Université catholique de Louvain



Centre for Applied Molecular Technologies (CTMA) at the  Université catholique de Louvain is a mixed military-academic technological plate-form in charge with the issues related to Biological Threats.

CTMA develops its CBRNE expertise through the synergy between the university and the Defense laboratories Department, taking advantage of in house existing and emerging technologies, multidisciplinarity as well as academic and military networking.  Accordingly, this plate-form hosts at the same location researchers appointed by the Belgian Ministry of Defense (BE-MOD), the Université catholique de Louvain (UCL) and its associated academic hospital (Cliniques universitaires St Luc). Several fruitful academic and military bilateral partnerships are currently active. The main goal of CTMA is to develop and validate dual-use molecular and genetic tools and methods, allowing direct molecular identification and resistance pattern of pathogens. Detection methods are validated and directly applied both on human samples collected for presumed infected patients presenting in hospitals with a difficult diagnosis (failure of conventional microbiologic methods, need for a very rapid diagnosis) or from environmental samples collected from operational theaters where a potential risk has been identified or is feared.
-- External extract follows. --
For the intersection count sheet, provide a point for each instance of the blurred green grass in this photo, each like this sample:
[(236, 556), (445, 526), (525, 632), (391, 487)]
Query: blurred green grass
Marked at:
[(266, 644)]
Aside of the current genetic methods, new emerging genetic and molecular technologies, such as nanotechnologies, are therefore designed and validated to produce innovative operational tools enabling us to better detect, hence to rapidly alert and protect the troops in operations against known and unknown threatening infectious agents. In that respect, a mobile fieldable laboratory for molecular genetic identification of life-threatening agents has been successfully deployed in Kananga RDC, in May 2009. CTMA participates actively to the yearly NATO SIBA exercises and to the new mixed samples exercises in order to validate its own detection methods. All agents that may be pathogenic for human beings fall into the scope of interest of CTMA: bacteria mycobacteria, fungi and viral biological agents.